NUT member Despina M discusses the attacks on post-16 education and fightback against them

NUT strike at Leicester Gateway college in January
NUT strike at Leicester Gateway college in January

The post-16 sector has been at the sharp end of government cuts, but has also seen some of the most impressive fightbacks. Whereas – in theory – funding for five to sixteen year olds has been ‘protected’, the Tory coalition has imposed 20% real terms reductions for sixth forms. The impact of this has provoked a number of serious strikes which show the potential for a wider challenge to austerity and marketisation.

Michael Gove’s plan to spend £45 million on the Harris Westminster Free School has highlighted the scale of inequality that he is creating in the sector. He wants to shower money on an elite of students – £160,000 each according to the NUT – half of whom he expects to attend Oxford or Cambridge.

Meanwhile current sixth form colleges have suffered £100 million of cuts. Our students’ EMA has been stolen and pastoral funding has been cut by 75%, while many students with Special Educational Needs have had support removed on crude benchmarks (e.g. if a child with dyslexia achieved a C at GCSE English). Whereas private schools are exempted from VAT through ‘charitable status’, sixth forms – that often educate among the most disadvantaged students – are not.
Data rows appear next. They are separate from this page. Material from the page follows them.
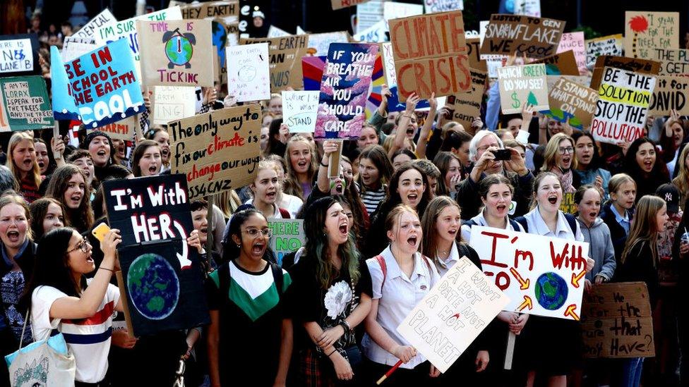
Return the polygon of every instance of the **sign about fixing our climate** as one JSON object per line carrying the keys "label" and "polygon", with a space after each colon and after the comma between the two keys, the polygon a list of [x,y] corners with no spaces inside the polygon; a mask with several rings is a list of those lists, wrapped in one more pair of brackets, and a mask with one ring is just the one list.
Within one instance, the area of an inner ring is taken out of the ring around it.
{"label": "sign about fixing our climate", "polygon": [[617,144],[643,137],[655,85],[655,77],[605,68],[591,123],[594,138]]}
{"label": "sign about fixing our climate", "polygon": [[314,138],[359,138],[378,50],[378,44],[330,44],[320,82]]}
{"label": "sign about fixing our climate", "polygon": [[119,39],[63,63],[50,48],[53,113],[88,128],[119,121],[145,109],[129,47]]}

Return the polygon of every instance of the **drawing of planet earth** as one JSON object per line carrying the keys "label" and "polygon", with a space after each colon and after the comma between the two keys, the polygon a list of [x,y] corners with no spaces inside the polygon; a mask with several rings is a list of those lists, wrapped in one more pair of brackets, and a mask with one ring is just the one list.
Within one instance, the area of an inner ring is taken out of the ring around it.
{"label": "drawing of planet earth", "polygon": [[179,299],[177,274],[157,254],[144,254],[134,259],[127,274],[127,288],[136,310],[152,320],[169,316]]}
{"label": "drawing of planet earth", "polygon": [[555,273],[544,273],[536,280],[536,300],[548,310],[557,310],[567,301],[567,283]]}

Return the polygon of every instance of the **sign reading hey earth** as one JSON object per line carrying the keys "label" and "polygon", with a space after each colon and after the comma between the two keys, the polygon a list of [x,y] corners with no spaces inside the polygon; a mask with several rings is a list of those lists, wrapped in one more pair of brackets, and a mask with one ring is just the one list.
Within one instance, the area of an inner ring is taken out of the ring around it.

And Gove’s Christmas present to us was an announcement that funding for 18 year olds – mostly those who have taken a bridging course at 16 to qualify for level 3 vocational courses – would also be slashed. This will hit hardest the most inclusive colleges at a time when the school-leaving age is being raised to 18.

It’s no surprise, therefore, that the heads of all 12 London sixth form colleges wrote to the Independent condemning Gove’s priorities, or that, more crucially, wider layers of teachers and lecturers are seeing the need to fight back against waves of redundancies, course closures and workload increases.

So teachers at Gateway College in Leicester defeated a punitive observation policy with strike action and a threat of a further nine days out. Staff at the Stem 6 Free School in Islington faced down management intimidation and deception to win union recognition through industrial action. And an indicative ballot at Bsix in Hackney last month showed 94% in favour of strikes against cuts and redundancies. The parallel struggles in the FE sector, such as that at Lambeth College, provide opportunities for solidarity and joint action with UCU and other unions.

The decision to combine the campaign around sixth form pay and funding with the wider Stand Up For Education platform made sense to many, but only so far as it helps to highlight the issues and strengthen a fightback over them. Unfortunately until recently they have largely gone under the radar. NUT conference passed the executive’s priority motion on sixth forms unanimously. The task is now to build the campaign as a key part of Stand Up for Education. But we also need to develop a strategy which is less reactive to the localised manifestations of cuts, and begins to challenge them at their root – the neoliberal break-up of comprehensive education.